Werden (nach dem 31.12.2008 erworbene) Aktien einem Aktionär ohne Zahlung einer Entschädigung entzogen, indem in einem Insolvenzplan das Grundkapital einer Aktiengesellschaft (AG) auf Null herabgesetzt und das Bezugsrecht des Aktionärs für eine anschließende Kapitalerhöhung ausgeschlossen wird, erleidet der Aktionär einen Verlust. Dieser kann in entsprechender Anwendung von § 20 Abs. 2 Satz 1 Nr. 1 i.V.m. § 20 Abs. 4 Satz 1 EStG steuerlich geltend gemacht werden. Dies hat der Bundesfinanzhof (BFH) mit Urteil vom 03.12.2019 (VIII R 34/16) gegen die Auffassung des Bundesministeriums der Finanzen (BMF) entschieden. Das BMF war dem Revisionsverfahren beigetreten.

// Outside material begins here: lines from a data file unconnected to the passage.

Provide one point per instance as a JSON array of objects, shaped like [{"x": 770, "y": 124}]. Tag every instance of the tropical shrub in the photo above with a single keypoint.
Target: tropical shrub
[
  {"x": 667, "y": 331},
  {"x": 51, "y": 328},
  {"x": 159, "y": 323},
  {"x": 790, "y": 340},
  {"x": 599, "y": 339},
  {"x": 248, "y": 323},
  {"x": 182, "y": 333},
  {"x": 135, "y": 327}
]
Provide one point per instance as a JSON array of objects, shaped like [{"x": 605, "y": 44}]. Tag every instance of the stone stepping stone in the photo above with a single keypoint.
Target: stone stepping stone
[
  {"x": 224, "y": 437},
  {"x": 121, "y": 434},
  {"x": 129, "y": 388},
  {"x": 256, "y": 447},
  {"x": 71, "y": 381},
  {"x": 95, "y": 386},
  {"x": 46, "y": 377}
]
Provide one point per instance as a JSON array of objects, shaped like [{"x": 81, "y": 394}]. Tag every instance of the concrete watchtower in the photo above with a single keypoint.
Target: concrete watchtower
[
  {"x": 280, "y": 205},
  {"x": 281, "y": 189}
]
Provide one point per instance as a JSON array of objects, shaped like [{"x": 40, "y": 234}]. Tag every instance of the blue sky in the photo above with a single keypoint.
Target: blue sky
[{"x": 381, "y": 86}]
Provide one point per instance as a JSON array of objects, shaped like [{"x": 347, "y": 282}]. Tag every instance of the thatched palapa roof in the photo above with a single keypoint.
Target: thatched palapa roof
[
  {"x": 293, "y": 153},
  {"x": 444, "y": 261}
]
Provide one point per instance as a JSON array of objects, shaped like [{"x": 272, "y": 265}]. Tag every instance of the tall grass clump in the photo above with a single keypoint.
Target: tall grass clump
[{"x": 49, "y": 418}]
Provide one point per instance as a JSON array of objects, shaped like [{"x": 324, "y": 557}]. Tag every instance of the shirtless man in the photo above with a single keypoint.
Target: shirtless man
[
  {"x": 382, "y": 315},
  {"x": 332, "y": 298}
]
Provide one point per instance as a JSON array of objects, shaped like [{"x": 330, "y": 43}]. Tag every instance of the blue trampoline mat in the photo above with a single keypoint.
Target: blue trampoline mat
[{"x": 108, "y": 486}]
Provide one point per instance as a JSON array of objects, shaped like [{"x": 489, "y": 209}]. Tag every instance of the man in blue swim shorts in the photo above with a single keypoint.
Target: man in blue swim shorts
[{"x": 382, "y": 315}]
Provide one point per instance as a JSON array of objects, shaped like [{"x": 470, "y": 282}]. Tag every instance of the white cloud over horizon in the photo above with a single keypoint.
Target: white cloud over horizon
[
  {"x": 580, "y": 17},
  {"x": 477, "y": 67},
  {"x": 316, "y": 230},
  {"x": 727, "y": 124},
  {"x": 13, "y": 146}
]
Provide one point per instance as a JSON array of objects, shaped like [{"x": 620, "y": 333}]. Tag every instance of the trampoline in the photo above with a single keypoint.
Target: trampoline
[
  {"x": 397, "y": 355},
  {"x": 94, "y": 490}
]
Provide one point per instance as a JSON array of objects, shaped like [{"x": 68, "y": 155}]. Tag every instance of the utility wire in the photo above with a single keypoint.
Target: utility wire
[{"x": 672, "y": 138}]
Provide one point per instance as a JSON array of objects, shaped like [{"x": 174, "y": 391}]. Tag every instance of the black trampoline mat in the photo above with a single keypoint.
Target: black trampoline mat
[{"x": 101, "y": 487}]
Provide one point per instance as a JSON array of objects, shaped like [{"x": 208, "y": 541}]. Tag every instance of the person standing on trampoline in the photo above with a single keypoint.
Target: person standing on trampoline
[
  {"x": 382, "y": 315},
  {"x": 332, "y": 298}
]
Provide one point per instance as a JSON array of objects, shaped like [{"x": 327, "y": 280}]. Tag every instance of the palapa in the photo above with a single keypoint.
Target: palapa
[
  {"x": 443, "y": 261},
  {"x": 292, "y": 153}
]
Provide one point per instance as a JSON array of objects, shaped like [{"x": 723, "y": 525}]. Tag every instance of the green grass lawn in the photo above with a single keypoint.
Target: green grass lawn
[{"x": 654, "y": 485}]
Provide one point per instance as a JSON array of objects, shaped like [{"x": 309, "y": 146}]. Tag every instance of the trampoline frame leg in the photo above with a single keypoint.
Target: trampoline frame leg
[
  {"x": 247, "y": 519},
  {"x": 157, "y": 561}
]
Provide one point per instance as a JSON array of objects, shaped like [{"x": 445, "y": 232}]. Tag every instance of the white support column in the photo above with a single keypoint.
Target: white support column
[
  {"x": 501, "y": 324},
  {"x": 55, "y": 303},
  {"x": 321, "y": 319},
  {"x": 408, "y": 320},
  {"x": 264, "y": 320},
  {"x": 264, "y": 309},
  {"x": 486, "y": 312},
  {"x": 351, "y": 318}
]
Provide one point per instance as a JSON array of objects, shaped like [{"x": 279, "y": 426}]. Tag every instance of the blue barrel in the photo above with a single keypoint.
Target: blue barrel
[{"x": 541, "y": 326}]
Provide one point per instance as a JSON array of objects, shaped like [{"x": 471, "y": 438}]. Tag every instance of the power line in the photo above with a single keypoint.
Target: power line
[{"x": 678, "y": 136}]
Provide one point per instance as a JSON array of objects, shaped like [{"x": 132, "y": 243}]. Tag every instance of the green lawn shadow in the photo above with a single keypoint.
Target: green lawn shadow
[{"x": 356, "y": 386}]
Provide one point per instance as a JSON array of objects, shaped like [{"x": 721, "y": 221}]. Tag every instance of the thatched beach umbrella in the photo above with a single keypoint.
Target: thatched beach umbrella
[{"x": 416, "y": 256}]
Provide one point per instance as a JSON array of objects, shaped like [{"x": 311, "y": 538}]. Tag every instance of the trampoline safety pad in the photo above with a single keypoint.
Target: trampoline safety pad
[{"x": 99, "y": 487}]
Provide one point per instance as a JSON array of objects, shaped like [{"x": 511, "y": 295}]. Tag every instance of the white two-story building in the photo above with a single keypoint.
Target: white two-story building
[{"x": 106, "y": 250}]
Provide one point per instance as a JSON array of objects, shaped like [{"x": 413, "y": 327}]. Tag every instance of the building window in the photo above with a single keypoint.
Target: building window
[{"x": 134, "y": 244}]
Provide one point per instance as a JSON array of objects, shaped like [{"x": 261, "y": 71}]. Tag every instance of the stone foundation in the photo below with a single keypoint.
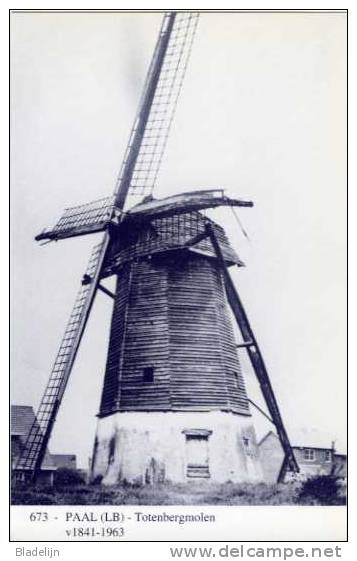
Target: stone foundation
[{"x": 149, "y": 447}]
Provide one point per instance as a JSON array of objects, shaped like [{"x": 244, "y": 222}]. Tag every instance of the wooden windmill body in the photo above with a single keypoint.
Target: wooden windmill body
[{"x": 173, "y": 405}]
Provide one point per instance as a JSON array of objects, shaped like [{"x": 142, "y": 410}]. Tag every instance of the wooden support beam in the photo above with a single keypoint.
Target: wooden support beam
[
  {"x": 255, "y": 356},
  {"x": 245, "y": 344}
]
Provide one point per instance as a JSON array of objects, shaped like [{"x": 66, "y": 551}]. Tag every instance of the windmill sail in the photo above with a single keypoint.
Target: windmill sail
[
  {"x": 80, "y": 220},
  {"x": 40, "y": 431},
  {"x": 137, "y": 175}
]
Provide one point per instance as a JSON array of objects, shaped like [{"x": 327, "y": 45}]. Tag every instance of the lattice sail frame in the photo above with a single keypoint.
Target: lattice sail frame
[
  {"x": 146, "y": 152},
  {"x": 163, "y": 106}
]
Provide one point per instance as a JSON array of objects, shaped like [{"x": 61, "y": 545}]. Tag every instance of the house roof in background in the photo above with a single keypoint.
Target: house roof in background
[
  {"x": 22, "y": 419},
  {"x": 64, "y": 460},
  {"x": 306, "y": 438}
]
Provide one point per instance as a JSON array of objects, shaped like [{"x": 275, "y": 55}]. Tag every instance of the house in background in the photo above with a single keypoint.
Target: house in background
[
  {"x": 64, "y": 461},
  {"x": 22, "y": 419},
  {"x": 314, "y": 458}
]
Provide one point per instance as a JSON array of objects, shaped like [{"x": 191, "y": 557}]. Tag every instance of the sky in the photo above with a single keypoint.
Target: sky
[{"x": 262, "y": 114}]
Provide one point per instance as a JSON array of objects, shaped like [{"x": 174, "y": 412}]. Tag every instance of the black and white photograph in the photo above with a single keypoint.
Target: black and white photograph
[{"x": 178, "y": 271}]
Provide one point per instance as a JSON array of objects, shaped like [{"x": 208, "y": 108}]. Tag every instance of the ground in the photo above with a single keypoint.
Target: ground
[{"x": 325, "y": 492}]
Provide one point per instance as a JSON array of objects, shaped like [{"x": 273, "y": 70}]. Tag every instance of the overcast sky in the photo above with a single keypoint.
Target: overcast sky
[{"x": 262, "y": 114}]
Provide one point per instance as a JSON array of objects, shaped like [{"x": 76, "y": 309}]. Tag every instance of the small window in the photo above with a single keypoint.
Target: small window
[
  {"x": 197, "y": 454},
  {"x": 309, "y": 455},
  {"x": 328, "y": 456},
  {"x": 148, "y": 374}
]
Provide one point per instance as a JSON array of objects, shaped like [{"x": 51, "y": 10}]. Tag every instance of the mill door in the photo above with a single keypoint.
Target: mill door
[{"x": 197, "y": 455}]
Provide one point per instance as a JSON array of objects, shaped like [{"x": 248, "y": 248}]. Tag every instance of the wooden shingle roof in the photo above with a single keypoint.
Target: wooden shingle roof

Untergang von Aktien wegen Insolvenz
Im Streitfall hatte die Klägerin am 14.02.2011 und am 16.01.2012 insgesamt 39.000 Namensaktien einer inländischen AG zu einem Gesamtkaufpreis von 36.262,77 € erworben. Im Streitjahr 2012 hat man über das Vermögen der AG das Insolvenzverfahren eröffnet. In einem vom Insolvenzgericht genehmigten Insolvenzplan wurde gemäß § 225a Abs. 2 InsO das Grundkapital der AG auf Null herabgesetzt und eine Kapitalerhöhung beschlossen, für die ein Bezugsrecht der Klägerin und der übrigen Altaktionäre ausgeschlossen wurde. Der börsliche Handel der Altaktien wurde eingestellt. Da die Klägerin für den Untergang ihrer Aktien keinerlei Entschädigung erhielt, entstand bei ihr ein Verlust in Höhe ihrer ursprünglichen Anschaffungskosten. Das Finanzamt weigerte sich, diesen Verlust zu berücksichtigen.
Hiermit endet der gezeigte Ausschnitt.